Same logic for daily: to count uniques in December 15th we will get all requests for December 15th that have on X-analytics["WMF-Last-Access"] value an older date than December 15th. So the request on our example above will be counted. Those are uniques for December 15th.

Note that this method of counting assumes that requests come from real users that accept cookies, so we are assuming that if we set a cookie we are going to be able to retrieve it in a subsequent request. This is true only in the case of browser clients that accept cookies. While it is true that while counting we are only looking at traffic tagged as "user" in the cluster we have to be aware of bots that are not reported as such. In order to discount those requests we only count requests that have nocookie=0, meaning that those requests came to us with 'some' cookie set. We use the nocookie header on x-analytics as a "cheap" proxy to identify bots.

Nocookie

Per x-analytics documentation every request that comes in without cookies whatsoever is tagged with nocookie=1 These are requests that came without any cookies at all are either bots, users browsing with cookies off or users using an "incognito" mode. See: [BotResearch https://wikitech.wikimedia.org/wiki/Analytics/Unique_clients/Last_access_solution/BotResearch] , turns out that nocookie=1 is a cheap proxy to rule out a bunch of what might be bot traffic.

Nocookie Offset

Now, if possible we want to make sure that we count users that might be coming to wikipedia with a fresh session without cookies at all, the only true way to distinguish those requests from bots is to look at request ratio. Thus, we also count as uniques requests with nocookie=1 whose signature (or fingerprint) appears only once in a day or month. The signature is calculated with a hash of the hash(ip, user_agent, accept_language) per project. The idea behind this reasoning is that -if you are a real user- for the month and you did not refresh your browser session there is only one request you could do without cookies, the 1st one. Subsequent request will be sending the WMF-Last-Access cookie.

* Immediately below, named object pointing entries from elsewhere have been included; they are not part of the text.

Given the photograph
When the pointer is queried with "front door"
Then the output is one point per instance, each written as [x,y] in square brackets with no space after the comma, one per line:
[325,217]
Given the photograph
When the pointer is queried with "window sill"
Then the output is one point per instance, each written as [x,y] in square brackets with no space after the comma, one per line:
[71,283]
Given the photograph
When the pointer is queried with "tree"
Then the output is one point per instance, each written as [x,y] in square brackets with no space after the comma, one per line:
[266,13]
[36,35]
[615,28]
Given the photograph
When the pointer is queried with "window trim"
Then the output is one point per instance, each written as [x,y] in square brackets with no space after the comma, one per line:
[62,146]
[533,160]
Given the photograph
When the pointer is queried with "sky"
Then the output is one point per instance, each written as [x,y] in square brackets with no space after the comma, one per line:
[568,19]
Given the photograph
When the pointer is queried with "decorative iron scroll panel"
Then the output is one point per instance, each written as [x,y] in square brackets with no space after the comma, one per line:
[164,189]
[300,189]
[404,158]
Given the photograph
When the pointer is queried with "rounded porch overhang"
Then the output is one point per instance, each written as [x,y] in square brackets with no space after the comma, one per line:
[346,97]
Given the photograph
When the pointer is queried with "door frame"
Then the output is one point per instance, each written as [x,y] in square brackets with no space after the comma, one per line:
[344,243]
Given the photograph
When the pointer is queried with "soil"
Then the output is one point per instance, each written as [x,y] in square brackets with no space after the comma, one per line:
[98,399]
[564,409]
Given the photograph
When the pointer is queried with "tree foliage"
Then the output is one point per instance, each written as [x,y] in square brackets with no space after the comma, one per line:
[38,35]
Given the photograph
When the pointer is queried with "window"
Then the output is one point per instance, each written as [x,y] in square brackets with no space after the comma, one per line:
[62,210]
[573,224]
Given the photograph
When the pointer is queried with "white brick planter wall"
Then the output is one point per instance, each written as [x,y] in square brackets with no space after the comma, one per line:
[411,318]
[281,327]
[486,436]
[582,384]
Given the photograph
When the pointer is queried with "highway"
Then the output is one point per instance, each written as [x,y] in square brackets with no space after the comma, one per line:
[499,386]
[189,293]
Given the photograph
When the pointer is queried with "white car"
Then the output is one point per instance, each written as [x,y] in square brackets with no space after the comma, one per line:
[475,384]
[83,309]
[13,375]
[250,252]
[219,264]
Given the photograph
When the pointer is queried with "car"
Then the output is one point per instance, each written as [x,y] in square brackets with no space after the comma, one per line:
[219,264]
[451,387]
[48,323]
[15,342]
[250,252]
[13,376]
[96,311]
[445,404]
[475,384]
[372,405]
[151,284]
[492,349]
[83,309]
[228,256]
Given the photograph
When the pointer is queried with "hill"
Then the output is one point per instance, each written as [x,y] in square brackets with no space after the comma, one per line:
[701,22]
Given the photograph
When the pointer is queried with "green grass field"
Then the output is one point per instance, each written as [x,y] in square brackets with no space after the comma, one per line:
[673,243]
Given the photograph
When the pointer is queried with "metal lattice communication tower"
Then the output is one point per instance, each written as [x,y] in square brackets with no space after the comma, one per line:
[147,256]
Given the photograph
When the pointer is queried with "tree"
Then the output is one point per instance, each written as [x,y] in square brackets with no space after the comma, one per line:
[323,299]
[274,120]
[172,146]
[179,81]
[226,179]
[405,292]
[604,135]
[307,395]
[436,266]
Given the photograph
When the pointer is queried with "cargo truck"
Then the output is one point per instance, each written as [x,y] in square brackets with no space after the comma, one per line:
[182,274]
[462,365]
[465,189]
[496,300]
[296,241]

We add this offset to the numbers that result from looking at WMF-Last-Access cookie.

Future work?

Deploy cookie on *.wikimedia.org to count "per project". Doable?


Developer docs

Meeting notes

2015-02-27

Attending: bbblack, otto, mforns, milimetric, nuria

Brandon thinks that it is not that complicated to do but likely it is best done by someone that knows VCL as at this time code structure and work is a total mess. The people that have done these changes before are himself, ori and faidon. Nuria is to provide a functional implementation that will be further improved through code review. Brandon thinks that if we start next week we should be able to have this on production in a month.

Time functions on VCL: Very limited support, we normally end up writing C in place rather that adding (and compiling) other exception. Any manipulations we do with time will require some memoization so as not to harm performance. Otherwise we are left with using functions like 'now' and 'regexes'. Improvements for memoization to be suggested via CR.

There is a Phabricator ticket : [1] to put in one place the code that is adding various parameters to x-Analytics header. A phabricator ticket was open in this regard by Yuri, we could benefit from his work when adding our counters to the x-Analytics header.

There is generic code in place to strip off cookies in order to do cache lookups.

2015-03-09

Attending: Aaron, Nuria

Discuss how to count daily uniques using a Last-Access year-month-day. This implies changes in the VCL logic, issuing a cookie for every request, and passing on the last-access date in the x-analytics header. This will need to be discussed and reviewed with Ops.